Higher productivity alone cannot explain why disemployment effects so small. By itself, higher productivity will only ameliorates job loss if a one percent wage increase causes a fall in employment of more than one percent; otherwise, productivity gains will make the job loss worse. If demand from the affected workers is important, then productivity gains can help even if the elasticity is smaller than negative one, but probably not too much smaller. And to the extent cost increases come out of profits rather than being passed through to prices, productivity gains will definitely make job loss worse. These seem like strong conclusions, but they follow logically from premises that are disputed by no one — that higher productivity means that the same output an be produced by few workers, that higher costs may be passed on wholly or impart to higher prices, and that higher prices may result in lower sales.

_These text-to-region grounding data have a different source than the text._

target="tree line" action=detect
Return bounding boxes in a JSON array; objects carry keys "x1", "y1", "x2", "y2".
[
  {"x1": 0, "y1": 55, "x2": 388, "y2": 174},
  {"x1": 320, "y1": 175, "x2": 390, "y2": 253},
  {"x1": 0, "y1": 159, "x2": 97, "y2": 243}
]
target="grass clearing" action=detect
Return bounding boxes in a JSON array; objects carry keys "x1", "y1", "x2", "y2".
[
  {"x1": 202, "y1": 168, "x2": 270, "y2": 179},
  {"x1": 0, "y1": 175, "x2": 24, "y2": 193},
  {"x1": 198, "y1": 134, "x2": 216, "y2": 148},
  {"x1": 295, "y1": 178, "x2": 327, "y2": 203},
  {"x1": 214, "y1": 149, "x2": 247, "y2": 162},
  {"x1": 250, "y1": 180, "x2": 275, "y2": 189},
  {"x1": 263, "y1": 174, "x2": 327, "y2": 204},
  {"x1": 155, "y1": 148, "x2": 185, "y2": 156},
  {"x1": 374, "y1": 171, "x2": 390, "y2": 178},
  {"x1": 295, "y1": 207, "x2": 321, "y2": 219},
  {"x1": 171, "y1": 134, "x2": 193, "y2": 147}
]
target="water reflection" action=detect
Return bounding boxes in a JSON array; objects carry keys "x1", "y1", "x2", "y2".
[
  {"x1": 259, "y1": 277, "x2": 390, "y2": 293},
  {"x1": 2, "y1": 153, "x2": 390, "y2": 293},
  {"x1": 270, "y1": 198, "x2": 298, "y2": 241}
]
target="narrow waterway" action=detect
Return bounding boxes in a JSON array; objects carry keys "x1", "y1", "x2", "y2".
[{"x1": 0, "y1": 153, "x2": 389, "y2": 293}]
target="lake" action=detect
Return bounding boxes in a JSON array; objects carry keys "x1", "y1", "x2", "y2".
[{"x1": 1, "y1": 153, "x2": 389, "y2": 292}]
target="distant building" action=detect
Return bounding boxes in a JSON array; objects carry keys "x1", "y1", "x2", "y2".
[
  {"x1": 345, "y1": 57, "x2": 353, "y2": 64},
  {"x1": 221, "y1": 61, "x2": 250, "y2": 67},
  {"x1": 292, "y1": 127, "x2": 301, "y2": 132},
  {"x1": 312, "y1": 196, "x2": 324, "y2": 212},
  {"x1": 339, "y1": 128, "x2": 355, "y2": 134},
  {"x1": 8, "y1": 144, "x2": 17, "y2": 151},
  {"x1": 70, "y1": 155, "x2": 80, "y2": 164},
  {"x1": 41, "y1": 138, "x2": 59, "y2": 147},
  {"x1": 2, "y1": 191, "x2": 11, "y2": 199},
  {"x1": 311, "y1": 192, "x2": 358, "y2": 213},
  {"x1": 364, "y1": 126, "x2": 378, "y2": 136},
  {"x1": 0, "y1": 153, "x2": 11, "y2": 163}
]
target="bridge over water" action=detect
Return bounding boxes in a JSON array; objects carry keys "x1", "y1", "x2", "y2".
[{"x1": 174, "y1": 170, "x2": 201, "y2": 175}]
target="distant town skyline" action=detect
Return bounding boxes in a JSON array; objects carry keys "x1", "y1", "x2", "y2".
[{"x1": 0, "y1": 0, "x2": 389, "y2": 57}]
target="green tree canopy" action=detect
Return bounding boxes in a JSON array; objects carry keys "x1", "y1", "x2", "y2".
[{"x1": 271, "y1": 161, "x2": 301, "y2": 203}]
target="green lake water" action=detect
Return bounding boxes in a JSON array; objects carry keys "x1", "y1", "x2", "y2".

One specific lesson I take from this is that the observed lack of disemployment from minimum wages must be the result of higher prices and/or lower profit margins, not efficiency wage type effects. In fact, the lack of observed job loss suggests rather strongly that productivity does not rise with higher wages. An interesting question is why people are so attracted to stories where it does.
UPDATE: I should add — I’m not labor economist, I have only a superficial knowledge of this literature; I’m sure someone else has done exactly this exercise and reached the same conclusions. I don’t claim I’m adding anything anything new. I just did this because I was puzzled about myself, and wanted to know under what conditions higher productivity would moderate job losses from higher wages, and under what conditions it would make them worse. And now I do.
 Again, using the fact that percentage changes are approximately equal to log differences.
 I wanted to explicitly justify this statement but the post is too long already.
 In my experience, it’s basically impossible to talk about this kind of thing with a professional economist without them immediately wanting to reframe it as problems optimization under constraints, even if that’s irrelevant to the question at hand. In this case, for instance, if we want to know what the effects of the wage increase are on sales, ,it’s sufficient to know how much the higher wage is passed on to prices, and how strongly sales fall with higher prices. Both these parameters might well be the result of maximization of profits (or some other objective) but you don’t need to know anything about that to answer to question. With respect to employment, what matters is whether the whole cost increase is passed on topics, or some it, or none; the effect will be the exactly same whether or not that fraction is the result of an optimization process.